Adesso a conferma arriva anche il rapporto Eurostat secondo cui se in un'Europa in cui il 60% delle famiglie usa Internet e quasi il 30% degli utenti utilizza l'Internet banking, l'Italia ha uno dei tassi più bassi di utilizzo della Rete ed è l'unico Paese ad aver registrato un calo rispetto all'anno scorso.
Secondo i dati del rapporto Eurostat, infatti, l'Italia col 42% di utilizzo di Internet a casa è al terz'ultimo posto, precedendo solo Bulgaria (25%) e Romania (30%); la classifica vede saldamente in testa i Paesi del Nord, l'Olanda (86%), la Svezia e la Norvegia (84%), la Danimarca (82%), il Lussemburgo (80%), la Germania (75%) e il Regno Unito (71%).

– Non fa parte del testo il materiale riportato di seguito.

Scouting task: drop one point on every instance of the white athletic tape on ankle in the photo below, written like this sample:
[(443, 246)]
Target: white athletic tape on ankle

E se la media di utilizzo europea di Internet è del 60%, in Italia fra il 2007 e il 2008 si è registrata una vera e propria flessione (dal 43 al 42%) e nello stesso periodo il nostro Paese è stato superato, per quanto riguarda l'utilizzo della Rete, anche da Paesi come Cipro, Ungheria, Polonia, Portogallo e Croazia.

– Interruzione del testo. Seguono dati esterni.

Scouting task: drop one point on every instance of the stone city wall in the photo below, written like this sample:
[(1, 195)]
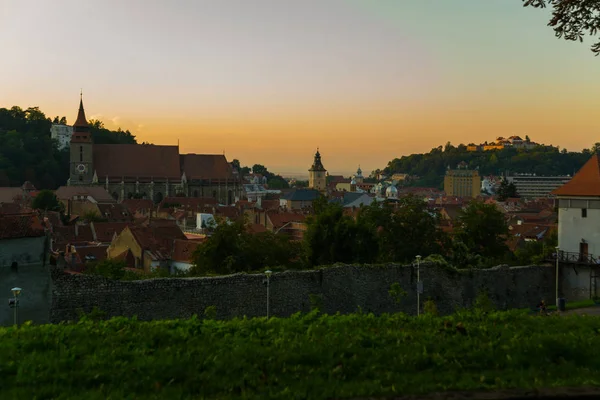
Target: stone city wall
[(341, 289)]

L'Italia è fanalino di coda anche nella classifica relativa alla diffusione della banda larga, presente nel 31% delle famiglie contro una media europea del 48%, anche se in questo caso dal 2007 la percentuale è salita dal 25 al 31%; va aggiunto però che le famiglie europee con accesso alla banda larga sono il 48 del totale e ciò dimostra un'arretratezza spaventosa del nostro Paese in relazione al resto d'Europa.

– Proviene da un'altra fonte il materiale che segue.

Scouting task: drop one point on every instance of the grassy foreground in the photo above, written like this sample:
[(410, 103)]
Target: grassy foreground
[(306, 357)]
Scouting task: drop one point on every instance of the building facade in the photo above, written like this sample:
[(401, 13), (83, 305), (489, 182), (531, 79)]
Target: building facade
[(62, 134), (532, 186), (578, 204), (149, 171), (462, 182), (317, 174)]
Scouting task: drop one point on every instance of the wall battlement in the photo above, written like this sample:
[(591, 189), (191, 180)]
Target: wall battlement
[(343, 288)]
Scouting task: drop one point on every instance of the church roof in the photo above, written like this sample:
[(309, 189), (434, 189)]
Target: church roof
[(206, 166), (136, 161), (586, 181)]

Arretratezza che, stando a Eurostat, si evidenzia anche nel modo di uso della Rete che caratterizza gli italiani e che differenzia porta l'Italia ad essere nettamente al di sotto della media europea anche nell'utilizzo di Internet per attività personali come viaggi e servizi di ospitalità (20% rispetto al 32% dell'Ue), servizi bancari (13% contro il 29%), rapporti con la pubblica amministrazione (15% contro il 28%), ricerca d'informazioni sanitarie (16% contro 28%), lettura dei giornali (17% contro il 26%), shopping online (7% contro il 25%), ricerca di lavoro (7% contro 13%).
Siamo dunque ancora arretrati culturalmente e non riusciamo ancora a fidarci di Internet e delle sue potenzialità e questa arretratezza culturale potrebbe essere superata solo e soltanto se si facesse qualcosa di serio per eliminare il digital divide, la vera piaga che affligge l'Italia di Internet.